Marzena jest zdesperowana, bo kończy jej się spadek, z którego utrzymywała rodzinę, a jej syn Piotrek wymaga coraz większych stawek i dlatego podejrzewa go też o kradzież pieniędzy z portfela. Piotrek przyznaje, że potrafi wydać 600 zł na markowe dresy i przydałoby mu się 1000 zł kieszonkowego, ale to jeszcze nie znaczy, że okrada własną matkę. Skąd więc Piotrek bierze pieniądze na tak drogie ciuchy?
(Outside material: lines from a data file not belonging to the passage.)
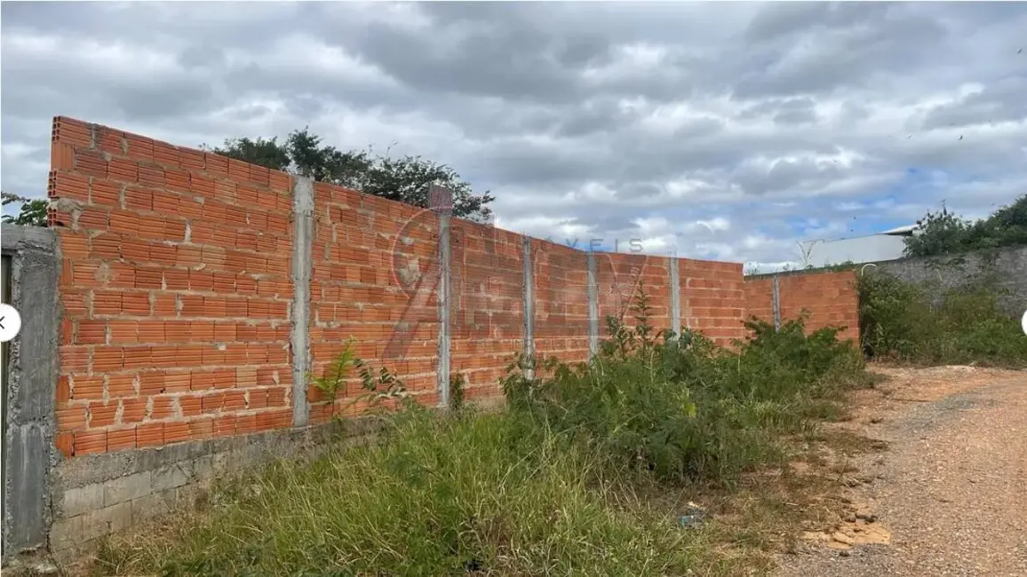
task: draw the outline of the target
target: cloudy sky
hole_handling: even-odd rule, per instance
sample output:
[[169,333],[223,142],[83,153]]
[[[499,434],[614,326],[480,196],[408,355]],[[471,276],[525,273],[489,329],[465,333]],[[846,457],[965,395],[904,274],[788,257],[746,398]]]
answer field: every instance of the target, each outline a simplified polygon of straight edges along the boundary
[[50,119],[389,145],[554,240],[774,263],[1027,193],[1027,3],[2,5],[2,185]]

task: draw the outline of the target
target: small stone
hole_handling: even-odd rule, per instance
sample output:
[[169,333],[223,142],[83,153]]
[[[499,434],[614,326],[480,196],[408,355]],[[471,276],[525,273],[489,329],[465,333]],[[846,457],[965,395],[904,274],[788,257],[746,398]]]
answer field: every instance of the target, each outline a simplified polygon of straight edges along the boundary
[[838,541],[839,543],[842,543],[842,544],[845,544],[845,545],[851,545],[852,543],[854,543],[854,541],[852,541],[851,537],[849,537],[848,535],[845,535],[841,531],[836,531],[834,533],[834,535],[831,536],[831,538],[834,539],[835,541]]

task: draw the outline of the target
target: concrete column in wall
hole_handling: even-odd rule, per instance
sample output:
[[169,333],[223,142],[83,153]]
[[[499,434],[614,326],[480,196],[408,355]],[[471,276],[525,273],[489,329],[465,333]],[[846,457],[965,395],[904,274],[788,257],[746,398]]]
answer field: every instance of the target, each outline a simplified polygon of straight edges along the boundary
[[781,330],[781,283],[777,282],[777,275],[773,276],[770,290],[770,308],[773,311],[773,330]]
[[671,257],[668,270],[671,273],[671,331],[681,334],[681,279],[678,275],[678,259]]
[[432,183],[428,187],[428,206],[439,216],[439,364],[435,388],[439,406],[449,407],[450,397],[450,216],[453,214],[453,191]]
[[535,270],[531,260],[531,238],[521,237],[524,264],[524,285],[521,294],[524,297],[524,346],[523,353],[527,364],[524,376],[535,377]]
[[293,188],[293,426],[310,422],[307,375],[310,372],[310,276],[313,268],[314,184],[292,178]]
[[0,230],[3,302],[22,315],[5,343],[3,367],[3,561],[46,544],[51,466],[55,462],[58,278],[61,257],[52,229],[4,225]]
[[599,353],[599,272],[596,253],[587,253],[588,263],[588,355]]

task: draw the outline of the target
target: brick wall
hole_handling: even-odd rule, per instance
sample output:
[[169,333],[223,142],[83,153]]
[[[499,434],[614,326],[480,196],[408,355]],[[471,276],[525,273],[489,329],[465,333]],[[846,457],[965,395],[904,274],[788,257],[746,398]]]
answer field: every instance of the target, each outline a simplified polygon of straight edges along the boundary
[[596,254],[599,280],[600,330],[606,335],[606,317],[612,315],[635,326],[633,310],[641,288],[648,297],[649,324],[655,331],[671,329],[671,277],[669,260],[646,255]]
[[567,362],[588,359],[587,255],[531,239],[535,352]]
[[[352,339],[352,351],[403,376],[431,405],[438,359],[438,265],[434,214],[322,183],[314,184],[310,283],[312,372],[325,369]],[[313,421],[362,408],[350,379],[335,405],[311,385]]]
[[505,368],[524,340],[521,235],[454,220],[451,371],[467,380],[467,398],[498,395]]
[[[773,321],[773,277],[761,275],[746,278],[747,316],[755,315]],[[776,275],[781,318],[798,318],[806,311],[806,330],[824,326],[844,326],[841,339],[860,340],[860,295],[855,287],[855,272],[783,273]]]
[[[443,271],[434,213],[322,183],[311,190],[283,172],[68,118],[54,120],[51,169],[49,220],[63,262],[64,455],[358,411],[350,403],[355,376],[335,403],[306,382],[294,385],[294,371],[309,361],[313,375],[324,374],[347,342],[375,369],[396,373],[421,402],[436,403]],[[498,395],[499,377],[525,347],[526,243],[535,350],[588,357],[587,254],[453,219],[450,370],[467,379],[470,398]],[[294,263],[304,246],[308,256]],[[672,328],[676,290],[680,323],[723,345],[744,336],[747,310],[769,312],[768,281],[744,282],[740,264],[679,259],[674,288],[668,258],[593,258],[600,335],[606,315],[634,324],[640,286],[655,329]],[[297,288],[307,286],[304,268],[309,302]],[[783,278],[784,314],[806,306],[811,328],[851,320],[852,334],[846,278]],[[301,320],[305,334],[293,334],[303,333]]]
[[745,336],[741,264],[681,259],[681,316],[686,326],[719,345]]
[[290,178],[58,118],[65,455],[291,424]]

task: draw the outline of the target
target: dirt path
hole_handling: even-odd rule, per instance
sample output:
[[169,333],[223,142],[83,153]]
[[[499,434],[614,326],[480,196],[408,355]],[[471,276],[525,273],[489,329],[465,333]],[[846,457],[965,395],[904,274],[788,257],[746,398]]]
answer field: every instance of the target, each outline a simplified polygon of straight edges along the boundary
[[889,444],[853,463],[861,514],[807,534],[782,575],[1027,575],[1027,372],[876,371],[838,424]]

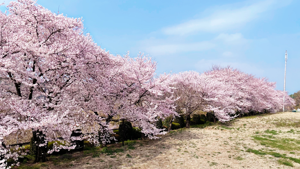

20-letnia Ewa i 15-letni Karol przyjechali dziś powalczyć o więcej pieniędzy na własne wydatki, bo przecież  „w Polsce rodzice maja obowiązek utrzymywać dziecko, tak długo jak się uczy, więc mama musi nam dawać kasę i już”. Ewa potrzebuje głównie na papierosy i piwo, a Karol na najnowsze gry. Mama Renata jest przerażona, bo oboje z mężem nie mają stałej pracy i 200 zł  musi im wystarczyć na cały tydzień, a jej córka potrafi to przepuścić na imprezie. Czy uda się przemówić dzieciom do rozumu?

Mama Zuzy ma wrażenie, że dla jej 18-letniej córki nie liczy się nic poza kasą, bo ciągle mówi o pieniądzach i żąda od niej pieniędzy. Nigdy nie mówi „proszę” co doprowadza Renatę do furii. Zuza uważa, że nie jest żadną materialistką, bo przecież jeszcze nie zarabia, a „mama sępi mi na  wakacje, kosmetyki czy nowe ciuchy! Przecież muszę to mieć. Czy Zuza zmieni swoje podejście do pieniędzy po eksperymencie psychoterapeuty Karola?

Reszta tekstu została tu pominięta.